Stable: stem cells are normally quiescent or proliferate very slowly, however they can proliferate persistently when required.
Permanent: stem cells are present but cannot mount an effective proliferative response to significant cell loss)
How are embryonic stem cells different to adult stem cells?
They are pluripotent and can give rise to any of the tissues of the human body.
Adult stem cells are lineage specific - can usually only give rise to one type of adult cell.
Explain about Regeneration
This is the replacement of cell losses by identical cells in order to maintain the size of a tissue or organ.
It can occur after injury if the harmful agent is removed and if there is limited tissue damage
However if the harmful agent persists, if there is extensive tissue damage or if the damage occurs to a permanent tissue, then regeneration and resolution is not possible and instead the tissue will heal with a scar.
Regeneration is seen in the liver after partial hepatectomy and in the replacement of the epidermis by keratinocytes, following a skin burn.
What is meant by Reconstitution?
Replacement of a lost part of the body (requires the coordinated regeneration of several types of cells).
Explain about Hyperplasia
An increase in tissue or organ size due to increased cell numbers.
It is a response to increased functional demand and/or external stimulation.
Can only occur in labile or stable cell populations and it remains under physiological control and is reversible (compared to neoplasia, which is not under physiological control and is usually irreversible).
Biologically similar to regeneration but rather than replacing what is lost, results in an increase in tissue/organ.
What is Physiological Hyperplasia?
Either hormonal, when the result is an increased in functional capacity or compensatory, when there is an increase in tissue mass after tissue damage.
Physiological hyperplasia examples include bone marrow production of erythrocytes in response to low oxygen and the proliferation of the endometrium under the influence of oestrogen.
What is Pathological Hyperplasia?
Hyperplasia can occur secondary to a pathological cause - the cellular proliferation is a normal response to an abnormal condition (unlike neoplasia in which the proliferation itself is abnormal).
Pathological hyperplasia usually occurs secondary to excessive hormonal stimulation or growth factor production.
Neoplasia is a risk in hyperplastic tissue as the repeated cell divisions that occur in hyperplasia expose the cell to the risk of mutations.

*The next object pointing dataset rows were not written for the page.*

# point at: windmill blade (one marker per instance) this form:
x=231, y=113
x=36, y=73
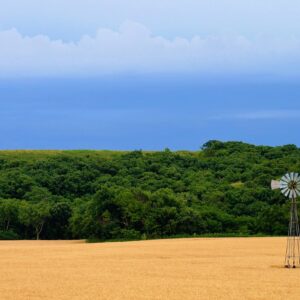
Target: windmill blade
x=283, y=184
x=285, y=190
x=287, y=193
x=275, y=185
x=286, y=178
x=293, y=194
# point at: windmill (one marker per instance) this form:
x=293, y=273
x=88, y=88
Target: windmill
x=290, y=187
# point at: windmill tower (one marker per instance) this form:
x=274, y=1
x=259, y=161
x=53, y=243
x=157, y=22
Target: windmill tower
x=290, y=187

Pathological hyperplasia examples include epidermal thickening in chronic eczema or psoriasis and enlargement of the thyroid gland in response to iodine deficiency.
Explain about Hypertrophy
Increase in tissue or organ size due to an increase in cell size without an increased in cell numbers.

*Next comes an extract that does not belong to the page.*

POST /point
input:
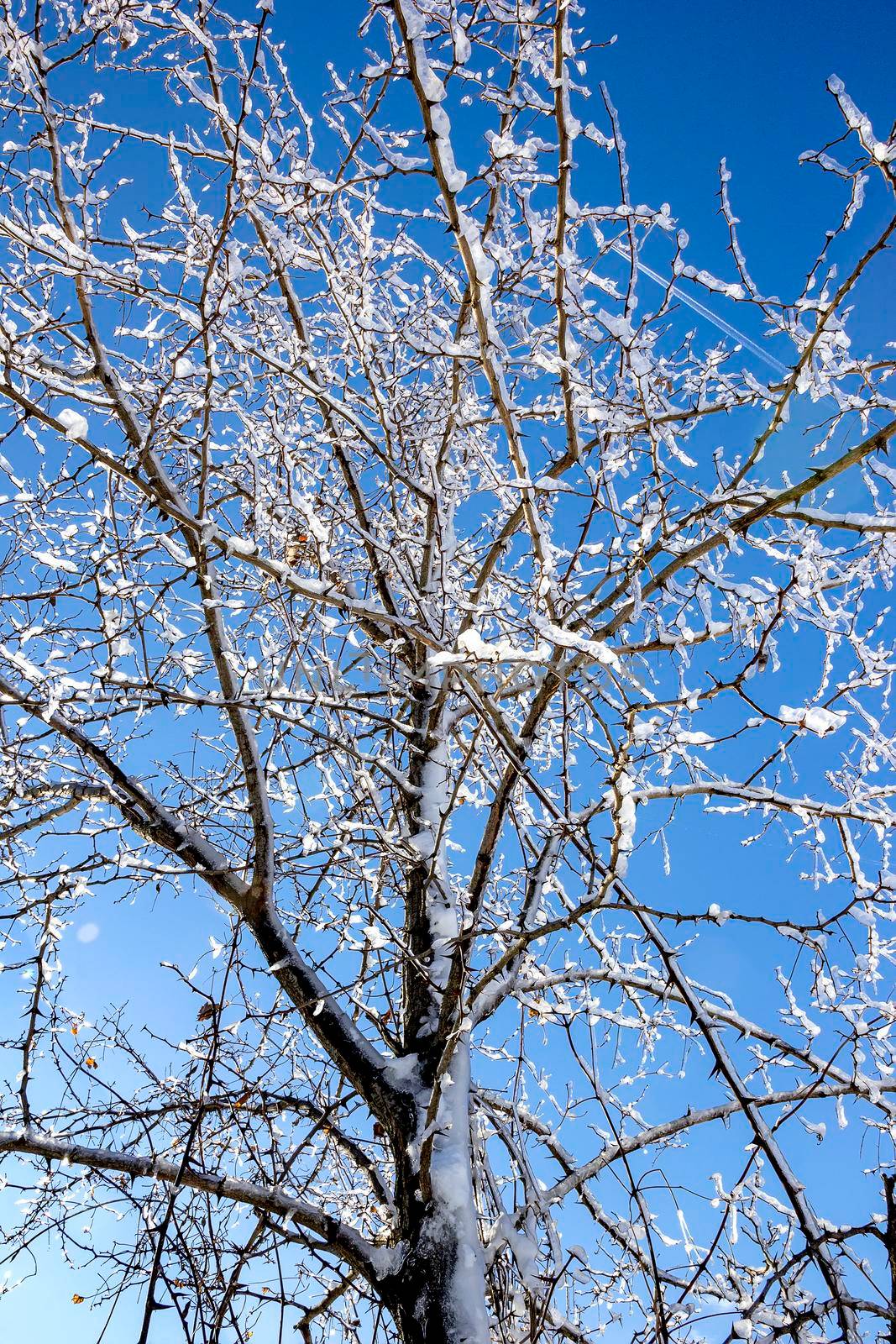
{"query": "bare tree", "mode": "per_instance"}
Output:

Cells become bigger because they contain more structural components (not due to cell swelling).
Occurs in many tissues especially in permanent cell populations as these cell populations have little or no replicative potential and so an increase in organ size must occur via hypertrophy.

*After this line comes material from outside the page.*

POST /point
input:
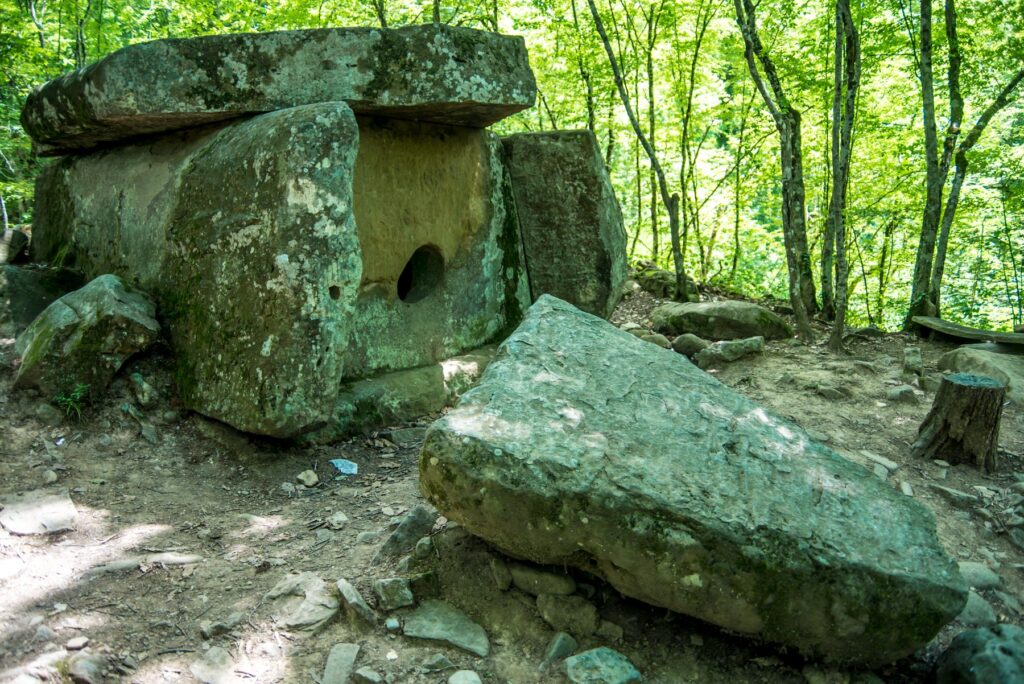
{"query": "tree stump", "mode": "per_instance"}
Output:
(964, 423)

Like hyperplasia it is a response to increased functional demand and/or hormonal stimulation.
Hypertrophic cells contain more structural compounds and hence the cellular workload is shared by a greater mass of cellular components.
In cells where division is possible, hypertrophy may still occur but often occurs alongside hyperplasia.
In such cases both hyperplasia and hypertrophy are triggered by the same stimulus.